Monday, June 16, 2008

double o..

last night after dinner at ramen at gallery hotel, daniel and i drove down mohamed sultan road. took a right turn at double0 and it brought back horrid memories of an ex-bf of mine. more specifically where he broke into a fist fight with a random passerby when he came to my 'rescue' cos wilson was seen grabbing me. it was a painful memory i chose to put behind me but whenever i passed double o, images of that drama, the bouncers and me shamefully chasing after him so we could go home together, apologising and feeling guity that a fight broke out because of me and even more horrified that i was still getting into his car, subjecting myself to more abuse to come.

i told daniel.

traumatic as it was, it was part of me. part of the burden i carry with me and what shaped me to be who i am.. after wilson, i toughened up a whole lot and became very defensive and guarded towards boys.
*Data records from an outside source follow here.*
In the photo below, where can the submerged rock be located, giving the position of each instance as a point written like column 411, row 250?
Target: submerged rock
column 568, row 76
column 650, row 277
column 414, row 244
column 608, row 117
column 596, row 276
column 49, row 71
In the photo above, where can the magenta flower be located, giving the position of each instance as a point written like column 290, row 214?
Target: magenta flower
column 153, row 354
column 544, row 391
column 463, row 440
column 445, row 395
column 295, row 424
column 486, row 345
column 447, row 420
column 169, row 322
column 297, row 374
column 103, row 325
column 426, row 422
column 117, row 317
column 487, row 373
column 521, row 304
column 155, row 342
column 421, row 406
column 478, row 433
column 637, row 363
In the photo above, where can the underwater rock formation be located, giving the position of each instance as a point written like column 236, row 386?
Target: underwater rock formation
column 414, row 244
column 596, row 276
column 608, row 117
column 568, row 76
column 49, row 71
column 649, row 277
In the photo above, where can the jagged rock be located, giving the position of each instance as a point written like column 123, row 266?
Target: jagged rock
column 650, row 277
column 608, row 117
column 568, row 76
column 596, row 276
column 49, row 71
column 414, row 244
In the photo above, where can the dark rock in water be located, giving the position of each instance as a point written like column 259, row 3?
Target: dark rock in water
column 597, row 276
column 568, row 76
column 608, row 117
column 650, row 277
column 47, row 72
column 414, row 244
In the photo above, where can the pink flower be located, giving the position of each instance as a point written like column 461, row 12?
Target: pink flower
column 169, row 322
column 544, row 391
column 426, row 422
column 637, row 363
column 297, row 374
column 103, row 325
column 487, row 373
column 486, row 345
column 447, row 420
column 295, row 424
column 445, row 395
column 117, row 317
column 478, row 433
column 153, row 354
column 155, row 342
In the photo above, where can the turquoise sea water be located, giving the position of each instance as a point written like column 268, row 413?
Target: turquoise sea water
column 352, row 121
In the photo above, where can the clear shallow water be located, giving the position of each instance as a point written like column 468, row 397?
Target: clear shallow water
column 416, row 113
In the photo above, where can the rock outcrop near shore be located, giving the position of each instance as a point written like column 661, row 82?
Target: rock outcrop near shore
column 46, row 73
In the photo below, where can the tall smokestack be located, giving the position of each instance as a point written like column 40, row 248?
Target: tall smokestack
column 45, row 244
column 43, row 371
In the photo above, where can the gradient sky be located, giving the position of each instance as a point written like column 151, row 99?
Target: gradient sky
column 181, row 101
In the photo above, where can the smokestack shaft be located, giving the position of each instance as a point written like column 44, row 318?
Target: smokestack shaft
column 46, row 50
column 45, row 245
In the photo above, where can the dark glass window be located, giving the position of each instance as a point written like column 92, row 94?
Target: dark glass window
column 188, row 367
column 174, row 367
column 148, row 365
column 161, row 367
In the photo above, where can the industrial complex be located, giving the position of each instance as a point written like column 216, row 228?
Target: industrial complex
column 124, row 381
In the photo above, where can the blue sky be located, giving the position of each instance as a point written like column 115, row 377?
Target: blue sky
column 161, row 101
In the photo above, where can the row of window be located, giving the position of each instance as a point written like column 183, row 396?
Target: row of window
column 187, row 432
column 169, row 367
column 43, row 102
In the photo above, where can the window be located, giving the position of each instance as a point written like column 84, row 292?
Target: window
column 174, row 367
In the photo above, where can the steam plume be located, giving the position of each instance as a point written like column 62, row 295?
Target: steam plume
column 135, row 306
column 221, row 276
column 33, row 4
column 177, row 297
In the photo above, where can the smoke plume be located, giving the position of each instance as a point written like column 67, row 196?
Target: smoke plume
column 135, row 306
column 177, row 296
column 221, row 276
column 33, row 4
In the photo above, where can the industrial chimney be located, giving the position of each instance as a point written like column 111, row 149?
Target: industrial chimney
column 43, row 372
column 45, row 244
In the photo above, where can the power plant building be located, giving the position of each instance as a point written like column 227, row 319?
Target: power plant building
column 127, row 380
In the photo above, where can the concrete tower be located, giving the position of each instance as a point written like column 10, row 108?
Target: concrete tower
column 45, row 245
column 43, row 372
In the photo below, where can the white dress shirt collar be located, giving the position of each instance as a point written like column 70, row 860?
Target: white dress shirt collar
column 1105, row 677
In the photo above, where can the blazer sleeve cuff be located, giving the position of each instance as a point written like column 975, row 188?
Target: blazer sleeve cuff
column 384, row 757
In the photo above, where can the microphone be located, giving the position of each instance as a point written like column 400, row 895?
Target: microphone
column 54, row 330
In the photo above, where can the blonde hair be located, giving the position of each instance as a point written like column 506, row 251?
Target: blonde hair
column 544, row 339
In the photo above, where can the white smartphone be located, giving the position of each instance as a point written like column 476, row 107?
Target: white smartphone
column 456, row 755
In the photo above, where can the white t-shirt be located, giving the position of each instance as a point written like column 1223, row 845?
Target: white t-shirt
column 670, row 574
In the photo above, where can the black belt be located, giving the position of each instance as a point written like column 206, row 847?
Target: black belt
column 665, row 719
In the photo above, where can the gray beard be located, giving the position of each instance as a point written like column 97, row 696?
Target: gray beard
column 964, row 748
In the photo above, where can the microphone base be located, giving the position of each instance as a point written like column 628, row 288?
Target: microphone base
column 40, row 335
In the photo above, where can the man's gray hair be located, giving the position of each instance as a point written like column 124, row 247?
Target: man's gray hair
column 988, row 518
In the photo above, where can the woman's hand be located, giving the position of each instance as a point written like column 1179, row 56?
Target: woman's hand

while i was wallowing in self-pity, daniel told me about his not-so-wonderful experience in double o as well. he went there once to watch a bachata competition, got into an arguement with his then-gf and missed the entire show. which made me feel horrible as well.. how could anyone fault such a wonderful, easy-going and thoughtful guy like him? and to the extend of arguing and ruining an entire evening out? that's pretty extreme..

i felt bad. but also relieved that as we drove away from double o, it was pretty clear that we left our past behind.